Total US online holiday revenue (Thanksgiving through Cyber Monday)over $40 billion
Mobile commerce share of online holiday revenueover 55 percent
Buy now pay later usage growthstrong double digits year over year
Promotional discount depth (typical category)flat to slightly shallower than 2024
In store traffic on Black Fridaymodestly down vs 2024
Retailer app session growthstrong double digits year over year

The promotional cadence stretched. The promotional window for 2025 effectively ran from late October through Cyber Week, with many retailers opening early Black Friday programming in early November and extending Cyber Week deals through the first week of December. The stretched promotional window has implications for brand promotional planning, with the peak concentration window less sharp than in prior years and the broader promotional period requiring more sustained marketing engagement.

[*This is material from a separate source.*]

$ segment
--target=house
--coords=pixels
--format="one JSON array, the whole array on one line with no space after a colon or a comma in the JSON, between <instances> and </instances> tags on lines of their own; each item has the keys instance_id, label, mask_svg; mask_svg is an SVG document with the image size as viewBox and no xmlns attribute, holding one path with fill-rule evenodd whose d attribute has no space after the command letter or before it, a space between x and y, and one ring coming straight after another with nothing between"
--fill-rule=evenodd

The promotional discount discipline. Promotional discount depth in 2025 was generally flat or slightly shallower than 2024 across most categories, reflecting retailer and brand discipline around margin protection. The era of unprecedented discount depth competing for shopper attention has shifted toward more disciplined promotional architecture, with retailers and brands recognizing that excessive discounting trains the shopper to wait for the next deeper discount.

The buy now pay later expansion. Buy now pay later (BNPL) usage grew meaningfully during the 2025 holiday window, with shoppers using the payment option across categories from electronics to home to apparel. The BNPL volume now represents a meaningful share of online transactions in the relevant categories, and the implications for cart conversion, basket size, and post holiday return rates deserve attention in 2026 planning.

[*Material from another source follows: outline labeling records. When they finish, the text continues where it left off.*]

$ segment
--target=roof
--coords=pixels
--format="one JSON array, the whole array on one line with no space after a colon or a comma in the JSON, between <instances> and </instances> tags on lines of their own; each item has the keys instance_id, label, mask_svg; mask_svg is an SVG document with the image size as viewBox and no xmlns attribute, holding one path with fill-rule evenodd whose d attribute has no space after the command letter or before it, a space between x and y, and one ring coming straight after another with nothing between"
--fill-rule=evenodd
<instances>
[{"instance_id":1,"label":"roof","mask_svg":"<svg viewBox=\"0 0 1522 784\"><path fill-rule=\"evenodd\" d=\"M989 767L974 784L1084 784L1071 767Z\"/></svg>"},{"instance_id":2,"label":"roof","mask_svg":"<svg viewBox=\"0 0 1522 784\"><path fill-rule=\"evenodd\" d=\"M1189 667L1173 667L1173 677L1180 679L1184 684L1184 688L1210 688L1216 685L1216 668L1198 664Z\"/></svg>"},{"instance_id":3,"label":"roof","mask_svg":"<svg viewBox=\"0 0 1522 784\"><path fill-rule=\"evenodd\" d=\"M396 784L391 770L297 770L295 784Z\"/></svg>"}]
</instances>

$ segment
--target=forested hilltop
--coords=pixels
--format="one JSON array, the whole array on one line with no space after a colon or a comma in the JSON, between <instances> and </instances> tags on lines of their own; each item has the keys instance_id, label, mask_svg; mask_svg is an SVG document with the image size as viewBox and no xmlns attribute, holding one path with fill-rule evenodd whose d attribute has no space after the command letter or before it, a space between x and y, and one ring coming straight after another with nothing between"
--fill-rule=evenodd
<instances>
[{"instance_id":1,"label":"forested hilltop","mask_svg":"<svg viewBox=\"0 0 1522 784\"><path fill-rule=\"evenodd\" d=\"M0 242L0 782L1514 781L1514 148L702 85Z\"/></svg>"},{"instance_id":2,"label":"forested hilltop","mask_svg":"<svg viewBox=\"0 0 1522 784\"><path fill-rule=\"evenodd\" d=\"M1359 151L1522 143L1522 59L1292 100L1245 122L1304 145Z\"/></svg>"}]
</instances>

The shopper behavior patterns. Three patterns characterized 2025 holiday shopper behavior. First, deliberate research before purchase, with shoppers using multiple sources (retailer sites, review sites, social media, comparison apps) before committing to a purchase. Second, retailer loyalty member preference, with members of Walmart Plus, Amazon Prime, Target Circle, Kroger Boost, and similar programs showing higher engagement with their primary retailer than non members. Third, BNPL usage as a basket builder rather than a payment of last resort.

The brand implications for 2026. Four planning takeaways. First, the promotional window will continue to stretch, requiring sustained marketing engagement across a longer peak window rather than concentrated investment in a single weekend. Second, mobile commerce capability is no longer optional and must be built to a standard that matches the leading brands in the category. Third, retailer app integration and loyalty member targeting deserve disproportionate marketing attention because of the conversion advantage. Fourth, BNPL availability for the brand's category and price points should be evaluated and partnerships established with the relevant providers.

MOART perspective. Black Friday and Cyber Week 2025 confirmed that the holiday peak window has become a multi week marketing program rather than a single weekend event, with mobile and retailer app channels driving the most measurable conversion lift. For brands planning the 2026 holiday cycle, the marketing program should be designed around the stretched window, the mobile dominant shopper, and the loyalty member opportunity. The brands that adapt to these dynamics will outperform in the 2026 holiday window; the brands that plan against the historical concentrated weekend will leave revenue on the table.